The piece begins by describing my bizarre experiences with “neglected geniuses” who were irate about an essay that I published in Nature entitled “After Einstein: Scientific Genius is Extinct.” They begged to disagree, engaging in self nominations. I then turned to the distinctive place creative genius has in popular culture. The media response to the so-called “Genius Grants” bestowed by the MacArthur Foundation provides one illustration. That leads to a topic already mentioned, namely the bifurcation in books about genius. Either you get a scholarly but boring monograph or a fascinating but ill-informed trade book (only in the Prologue I actually provide some sample titles for the latter). I then conclude by noting how my book occupies a unique spot between these extremes. That conclusion includes the justification for conceiving the material in terms of paradoxical tips.
Naturally, I would hope that our hypothetical browser will also take a peek at the back of the dust jacket, where three experts in creativity, giftedness, and genius added some fine blurbs on behalf of my book.
There are other options, too. An actual bookstore browser might just scan the table of contents to pick out a topic of choice and then turn to the designated pages. Or skim the index to see what creative geniuses I used as examples. Or, if the reader is a researcher in the area, they might beeline to the references to see if I included one of their publications in the list. If not, I imagine that the book will be immediately returned to the shelf with an audible humph.
Authors are probably overly inclined to engage in big fantasies about the consequences of their work. After all, even a book that’s only a few hundred pages took a lot of effort to write. Going through the copyediting and proof-correcting phases is by no means fun. Hence, the writer has to look for some compensation down the line.
There are always the forthcoming royalty checks. But here I do not have high expectations. University presses seldom publish bestsellers. Indeed, I’ve long ago stopped visiting Amazon.com to see what my best sellers rank might be. Darn, I was just tempted to look, and right now there are more than 100,000 books that are higher ranked!
Luckily, as a scientist I put a bigger premium on influence. I want the Genius Checklist to exert an impact on what people know about the science of genius. I’d like to get them beyond the popular myths and stereotypes associated with world-class creators. And insofar as the scientific results have any practical use, then may this book lead to real-world applications. Such as helping parents who find themselves with a highly gifted child, or teachers who find that same child disrupting their classroom, or prospective employers who are grappling with a job applicant with a rather unusual résumé once that child grows up.
Who knows? The volume might even enjoy a positive influence on future research as well. A reader might be a scientist who becomes inspired by one of the paradoxical tips to conduct original inquires. Or the book might be assigned in an undergraduate course that then has repercussions when a student later goes to graduate school and selects some issue for their doctoral thesis and later research program—like I did more than four decades ago.

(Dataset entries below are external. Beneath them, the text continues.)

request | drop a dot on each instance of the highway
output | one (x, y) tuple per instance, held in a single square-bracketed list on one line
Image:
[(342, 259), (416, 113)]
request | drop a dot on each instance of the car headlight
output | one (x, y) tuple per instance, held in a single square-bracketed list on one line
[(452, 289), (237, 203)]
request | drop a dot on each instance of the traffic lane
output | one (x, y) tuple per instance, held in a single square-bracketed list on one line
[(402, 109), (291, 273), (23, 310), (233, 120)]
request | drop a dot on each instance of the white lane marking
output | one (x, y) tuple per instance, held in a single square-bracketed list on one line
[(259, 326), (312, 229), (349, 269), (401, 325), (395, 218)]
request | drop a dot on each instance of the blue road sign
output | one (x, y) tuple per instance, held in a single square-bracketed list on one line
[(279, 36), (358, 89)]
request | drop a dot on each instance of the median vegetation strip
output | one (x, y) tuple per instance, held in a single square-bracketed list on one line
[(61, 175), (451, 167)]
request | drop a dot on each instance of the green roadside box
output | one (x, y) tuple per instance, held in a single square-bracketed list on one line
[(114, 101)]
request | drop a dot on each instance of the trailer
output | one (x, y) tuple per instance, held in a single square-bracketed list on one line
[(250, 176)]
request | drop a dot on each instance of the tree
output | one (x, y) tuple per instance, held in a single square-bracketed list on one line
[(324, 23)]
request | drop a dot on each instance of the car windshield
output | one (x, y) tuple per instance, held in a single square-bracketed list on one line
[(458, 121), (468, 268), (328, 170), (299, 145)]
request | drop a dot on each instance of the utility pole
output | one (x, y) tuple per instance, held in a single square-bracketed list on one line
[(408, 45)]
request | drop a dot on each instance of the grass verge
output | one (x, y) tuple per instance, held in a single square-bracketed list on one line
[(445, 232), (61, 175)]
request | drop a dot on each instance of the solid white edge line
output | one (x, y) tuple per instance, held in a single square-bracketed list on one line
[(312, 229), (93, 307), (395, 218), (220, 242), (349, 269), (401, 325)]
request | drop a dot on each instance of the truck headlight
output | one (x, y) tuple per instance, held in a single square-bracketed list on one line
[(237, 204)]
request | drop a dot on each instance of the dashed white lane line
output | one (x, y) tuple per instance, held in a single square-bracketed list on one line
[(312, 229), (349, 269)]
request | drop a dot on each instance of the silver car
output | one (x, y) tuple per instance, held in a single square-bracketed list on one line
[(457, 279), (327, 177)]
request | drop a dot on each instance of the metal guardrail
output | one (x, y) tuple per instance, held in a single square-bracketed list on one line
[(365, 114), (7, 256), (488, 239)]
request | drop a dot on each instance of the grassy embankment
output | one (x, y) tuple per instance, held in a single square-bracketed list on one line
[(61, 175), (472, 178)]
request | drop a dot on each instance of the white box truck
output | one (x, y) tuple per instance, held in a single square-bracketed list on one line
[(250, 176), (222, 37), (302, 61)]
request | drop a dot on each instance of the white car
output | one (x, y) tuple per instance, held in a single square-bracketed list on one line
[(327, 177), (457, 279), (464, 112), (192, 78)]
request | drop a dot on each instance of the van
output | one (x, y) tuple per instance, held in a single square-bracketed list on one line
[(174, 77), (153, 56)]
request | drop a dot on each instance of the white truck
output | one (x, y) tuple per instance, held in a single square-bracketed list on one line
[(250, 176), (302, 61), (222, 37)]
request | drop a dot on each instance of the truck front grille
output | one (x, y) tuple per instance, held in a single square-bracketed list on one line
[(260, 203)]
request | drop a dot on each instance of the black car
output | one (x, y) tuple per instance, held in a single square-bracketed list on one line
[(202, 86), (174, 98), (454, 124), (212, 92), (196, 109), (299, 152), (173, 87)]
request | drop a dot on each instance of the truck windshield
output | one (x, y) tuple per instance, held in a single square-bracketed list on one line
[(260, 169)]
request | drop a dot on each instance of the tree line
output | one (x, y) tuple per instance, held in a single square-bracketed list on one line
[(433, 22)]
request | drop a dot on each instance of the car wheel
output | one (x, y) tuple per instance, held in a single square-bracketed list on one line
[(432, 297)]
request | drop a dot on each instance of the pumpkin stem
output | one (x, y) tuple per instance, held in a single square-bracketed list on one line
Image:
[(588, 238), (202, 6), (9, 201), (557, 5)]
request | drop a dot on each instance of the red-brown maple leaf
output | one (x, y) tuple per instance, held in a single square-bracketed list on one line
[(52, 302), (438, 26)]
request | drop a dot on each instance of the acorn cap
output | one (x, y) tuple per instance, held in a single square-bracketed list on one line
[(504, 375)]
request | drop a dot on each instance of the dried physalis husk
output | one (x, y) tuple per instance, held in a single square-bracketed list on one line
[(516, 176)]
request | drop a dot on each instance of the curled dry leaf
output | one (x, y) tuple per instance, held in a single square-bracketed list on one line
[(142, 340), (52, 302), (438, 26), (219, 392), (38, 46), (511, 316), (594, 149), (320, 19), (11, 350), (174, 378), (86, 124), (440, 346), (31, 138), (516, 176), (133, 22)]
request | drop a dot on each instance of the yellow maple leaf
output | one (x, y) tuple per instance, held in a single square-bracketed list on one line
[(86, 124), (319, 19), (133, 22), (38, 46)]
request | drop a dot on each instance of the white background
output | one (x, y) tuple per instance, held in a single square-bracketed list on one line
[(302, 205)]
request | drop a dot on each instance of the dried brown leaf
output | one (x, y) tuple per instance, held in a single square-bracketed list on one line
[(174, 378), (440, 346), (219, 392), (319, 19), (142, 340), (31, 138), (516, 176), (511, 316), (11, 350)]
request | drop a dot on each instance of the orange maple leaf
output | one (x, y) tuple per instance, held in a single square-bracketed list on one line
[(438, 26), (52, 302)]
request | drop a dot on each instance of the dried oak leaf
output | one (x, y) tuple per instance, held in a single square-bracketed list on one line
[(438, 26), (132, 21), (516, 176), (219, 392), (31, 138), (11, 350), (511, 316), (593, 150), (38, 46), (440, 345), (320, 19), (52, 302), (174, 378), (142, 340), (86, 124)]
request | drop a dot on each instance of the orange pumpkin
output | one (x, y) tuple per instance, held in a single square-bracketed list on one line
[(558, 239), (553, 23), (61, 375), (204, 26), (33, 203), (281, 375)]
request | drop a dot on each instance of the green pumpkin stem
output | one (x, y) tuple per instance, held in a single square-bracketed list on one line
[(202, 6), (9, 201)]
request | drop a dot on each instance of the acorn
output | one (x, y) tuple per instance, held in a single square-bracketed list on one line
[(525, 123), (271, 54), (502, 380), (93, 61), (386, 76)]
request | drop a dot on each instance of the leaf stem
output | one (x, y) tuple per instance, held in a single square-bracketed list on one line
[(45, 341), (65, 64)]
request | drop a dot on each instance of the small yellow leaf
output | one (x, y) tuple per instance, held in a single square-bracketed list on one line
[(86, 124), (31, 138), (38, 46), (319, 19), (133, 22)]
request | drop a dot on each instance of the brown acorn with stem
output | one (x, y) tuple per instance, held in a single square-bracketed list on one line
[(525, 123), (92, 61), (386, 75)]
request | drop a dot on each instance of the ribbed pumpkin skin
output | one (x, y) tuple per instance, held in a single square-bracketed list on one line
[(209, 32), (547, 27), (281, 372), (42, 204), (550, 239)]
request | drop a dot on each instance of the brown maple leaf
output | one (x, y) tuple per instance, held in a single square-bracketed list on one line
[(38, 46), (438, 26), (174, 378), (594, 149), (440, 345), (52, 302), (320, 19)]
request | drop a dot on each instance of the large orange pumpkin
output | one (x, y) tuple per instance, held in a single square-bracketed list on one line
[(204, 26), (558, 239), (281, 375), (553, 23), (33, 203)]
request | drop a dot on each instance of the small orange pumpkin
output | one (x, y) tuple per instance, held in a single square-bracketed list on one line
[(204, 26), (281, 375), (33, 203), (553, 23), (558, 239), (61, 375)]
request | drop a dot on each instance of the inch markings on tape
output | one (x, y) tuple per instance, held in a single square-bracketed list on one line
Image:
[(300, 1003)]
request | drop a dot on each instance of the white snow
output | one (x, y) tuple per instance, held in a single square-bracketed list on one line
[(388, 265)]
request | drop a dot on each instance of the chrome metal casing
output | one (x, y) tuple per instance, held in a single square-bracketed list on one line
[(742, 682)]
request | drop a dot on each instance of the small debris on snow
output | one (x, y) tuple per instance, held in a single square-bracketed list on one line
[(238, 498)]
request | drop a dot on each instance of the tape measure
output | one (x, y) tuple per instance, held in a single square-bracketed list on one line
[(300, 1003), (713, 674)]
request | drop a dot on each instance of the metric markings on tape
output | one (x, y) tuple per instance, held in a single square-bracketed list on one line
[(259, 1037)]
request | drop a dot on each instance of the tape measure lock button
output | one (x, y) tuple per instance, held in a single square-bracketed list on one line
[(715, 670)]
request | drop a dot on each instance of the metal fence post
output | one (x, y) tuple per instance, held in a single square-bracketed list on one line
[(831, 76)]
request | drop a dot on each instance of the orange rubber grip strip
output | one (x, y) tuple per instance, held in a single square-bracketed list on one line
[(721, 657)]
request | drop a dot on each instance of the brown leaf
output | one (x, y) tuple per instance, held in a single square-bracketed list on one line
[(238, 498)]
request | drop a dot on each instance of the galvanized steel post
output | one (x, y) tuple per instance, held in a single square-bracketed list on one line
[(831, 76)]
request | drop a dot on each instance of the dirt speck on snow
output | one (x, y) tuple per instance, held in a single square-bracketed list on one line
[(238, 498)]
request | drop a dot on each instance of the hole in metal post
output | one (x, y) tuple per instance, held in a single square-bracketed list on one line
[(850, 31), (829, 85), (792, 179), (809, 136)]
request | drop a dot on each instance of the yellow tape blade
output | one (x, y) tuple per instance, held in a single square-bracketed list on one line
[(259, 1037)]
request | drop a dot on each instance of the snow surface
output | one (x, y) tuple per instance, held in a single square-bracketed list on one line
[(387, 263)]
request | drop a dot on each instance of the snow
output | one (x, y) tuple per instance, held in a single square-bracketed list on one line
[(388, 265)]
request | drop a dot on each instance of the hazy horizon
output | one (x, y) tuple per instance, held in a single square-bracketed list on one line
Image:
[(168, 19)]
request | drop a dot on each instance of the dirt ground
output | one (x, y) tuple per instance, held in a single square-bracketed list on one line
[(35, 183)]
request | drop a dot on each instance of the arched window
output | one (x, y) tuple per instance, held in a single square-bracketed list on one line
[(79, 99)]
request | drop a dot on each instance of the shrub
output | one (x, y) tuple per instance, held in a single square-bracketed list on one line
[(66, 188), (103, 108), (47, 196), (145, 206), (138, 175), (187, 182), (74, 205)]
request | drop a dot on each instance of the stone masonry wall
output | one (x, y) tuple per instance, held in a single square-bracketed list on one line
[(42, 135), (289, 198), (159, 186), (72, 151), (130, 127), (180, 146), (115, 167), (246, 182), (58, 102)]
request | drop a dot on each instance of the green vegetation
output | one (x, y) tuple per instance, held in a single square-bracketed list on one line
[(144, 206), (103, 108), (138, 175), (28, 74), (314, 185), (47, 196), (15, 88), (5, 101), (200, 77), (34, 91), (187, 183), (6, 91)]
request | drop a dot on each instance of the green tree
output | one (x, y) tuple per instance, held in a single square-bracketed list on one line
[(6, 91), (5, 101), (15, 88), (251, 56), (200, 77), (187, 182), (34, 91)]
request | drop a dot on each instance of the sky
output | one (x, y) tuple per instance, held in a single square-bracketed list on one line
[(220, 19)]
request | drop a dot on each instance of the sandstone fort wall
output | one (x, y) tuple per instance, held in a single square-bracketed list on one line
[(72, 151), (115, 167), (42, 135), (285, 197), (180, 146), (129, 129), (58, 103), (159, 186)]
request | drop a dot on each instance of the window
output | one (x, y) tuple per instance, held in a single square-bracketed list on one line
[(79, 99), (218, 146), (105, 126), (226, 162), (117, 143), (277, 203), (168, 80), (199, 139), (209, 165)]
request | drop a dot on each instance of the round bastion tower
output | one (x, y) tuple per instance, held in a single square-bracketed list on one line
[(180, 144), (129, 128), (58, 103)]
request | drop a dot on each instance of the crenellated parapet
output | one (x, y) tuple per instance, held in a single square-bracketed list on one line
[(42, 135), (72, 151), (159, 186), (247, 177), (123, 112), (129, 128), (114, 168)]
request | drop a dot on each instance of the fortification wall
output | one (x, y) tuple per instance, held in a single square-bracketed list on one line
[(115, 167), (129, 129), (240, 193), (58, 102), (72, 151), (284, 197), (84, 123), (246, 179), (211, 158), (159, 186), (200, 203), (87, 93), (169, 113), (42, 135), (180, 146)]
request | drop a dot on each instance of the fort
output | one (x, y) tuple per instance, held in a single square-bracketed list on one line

Am I fantasizing again? It’s way too early to know, given the recent publication date. But I’m hopeful. I just learned that the book will be translated into Mandarin and Japanese. So right there I have a substantial increase in potential bookstore and online browsers. Besides, the worst-case scenario is not all that bad anyway. I wrote a book that needed to be written. It was put out by a prestigious publisher that did excellent production and promotion. Plus, I received an invitation for this interview!